# Hot Tub Product Pics



## danz013 (Nov 21, 2008)

Hi Guys,

My business sells hot tubs online. The pictures we've got of our tubs at the moment are pretty crap. They were taken by the chinese guys in a factory in china, they've got machinary in the background, people walking around etc.

I've got some customers who've brought our hot tubs close by. I've got a Nikon D200 thats been sitting here looking at me for the last few months, I haven't used it for a while but I'm going to go and visit some of my customers and take some pictures of my hot tubs.

I'm sort of doing a 'bodge job' until we can afford to get in a real photographer sometime next year.

Anyway.. I'm looking for some tips. How do I take good pictures of something as big as a hot tub, outdoors, in overcast? Would I need any lighting, reflectors, all the kind of stuff. Just looking for ideas.

Cheers.


----------



## jmborkowski (Nov 21, 2008)

If they're outside I'd probably just use available light in your situation.   If it's clear try to get there an hour after sunrise or an hour before sunset.  If it's overcast you can go pretty much any time of the day.

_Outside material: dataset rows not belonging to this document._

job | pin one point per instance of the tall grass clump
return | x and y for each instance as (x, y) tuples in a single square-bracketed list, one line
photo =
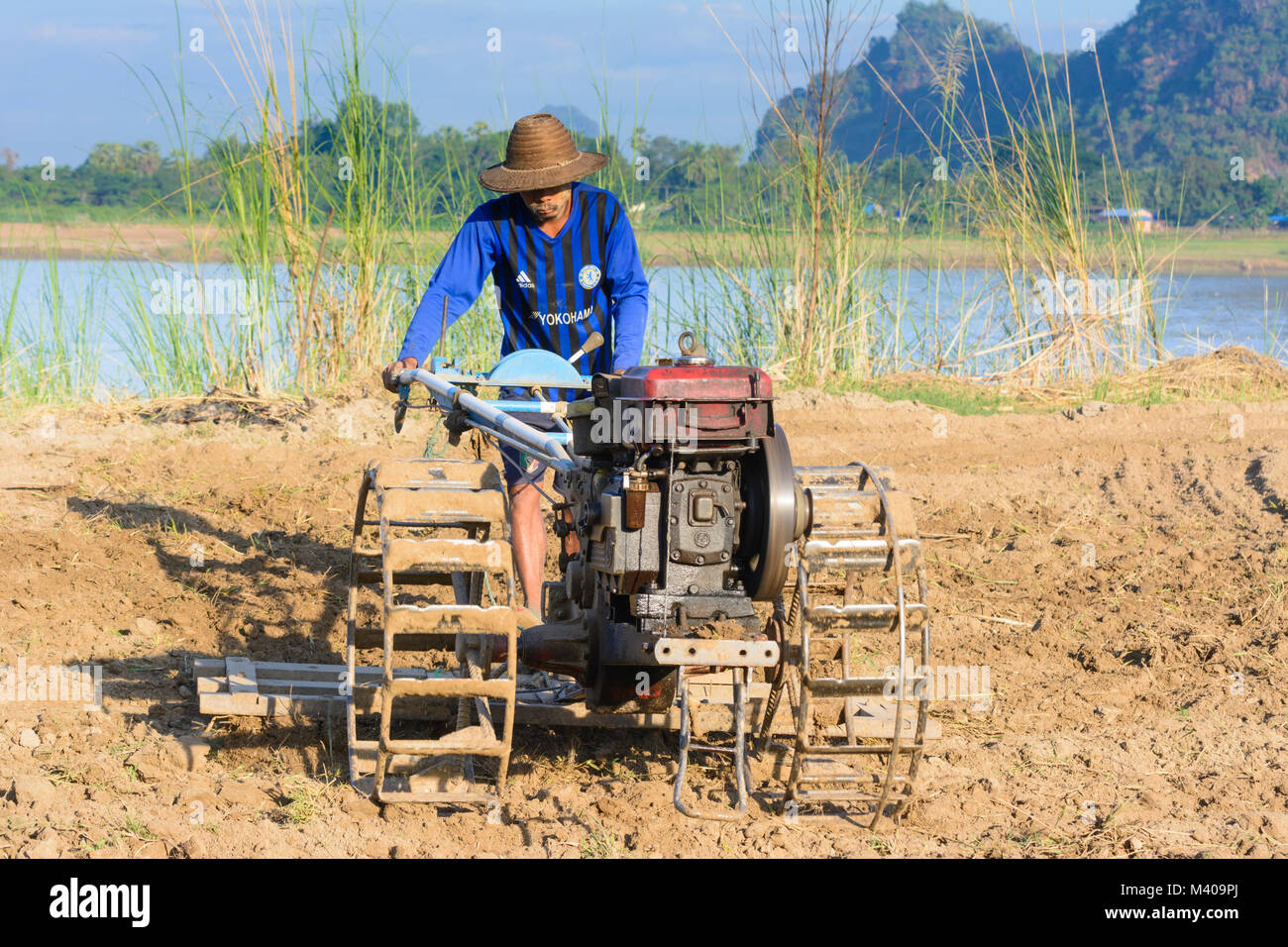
[(804, 292), (52, 352), (1077, 302), (320, 213)]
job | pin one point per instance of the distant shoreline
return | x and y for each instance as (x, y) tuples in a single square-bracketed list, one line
[(1244, 253)]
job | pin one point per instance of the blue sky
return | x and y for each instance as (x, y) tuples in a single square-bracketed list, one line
[(65, 84)]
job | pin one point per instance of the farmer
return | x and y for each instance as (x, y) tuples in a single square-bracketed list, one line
[(563, 257)]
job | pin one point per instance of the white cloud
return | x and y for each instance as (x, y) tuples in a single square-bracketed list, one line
[(102, 37)]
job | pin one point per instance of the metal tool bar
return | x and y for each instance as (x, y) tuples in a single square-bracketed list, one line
[(540, 444)]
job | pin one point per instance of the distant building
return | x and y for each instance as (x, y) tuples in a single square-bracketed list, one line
[(1144, 221)]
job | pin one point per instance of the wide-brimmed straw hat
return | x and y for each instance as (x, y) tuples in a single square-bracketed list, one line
[(539, 155)]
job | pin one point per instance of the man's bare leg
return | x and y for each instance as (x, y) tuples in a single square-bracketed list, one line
[(528, 534)]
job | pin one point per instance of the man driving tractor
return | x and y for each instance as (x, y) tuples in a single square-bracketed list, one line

Equipment-wise, I'd say a tripod is the only other thing you'd need.  If you don't have a shutter release, use the camera's self-timer.


----------



## Big Mike (Nov 21, 2008)

Welcome to the forum.

I agree, get a tripod and use the self timer.  You may also want to use a smaller aperture (high F number) to ensure that you get most/all of the tub is in focus (unless you have people in the tub).

Try to avoid a distracting background.


----------



## craig (Nov 21, 2008)

Hot chicks in the hot tub are key. This is actually an unwritten rule in commercial/editorial photography. If in doubt throw in a hot chick.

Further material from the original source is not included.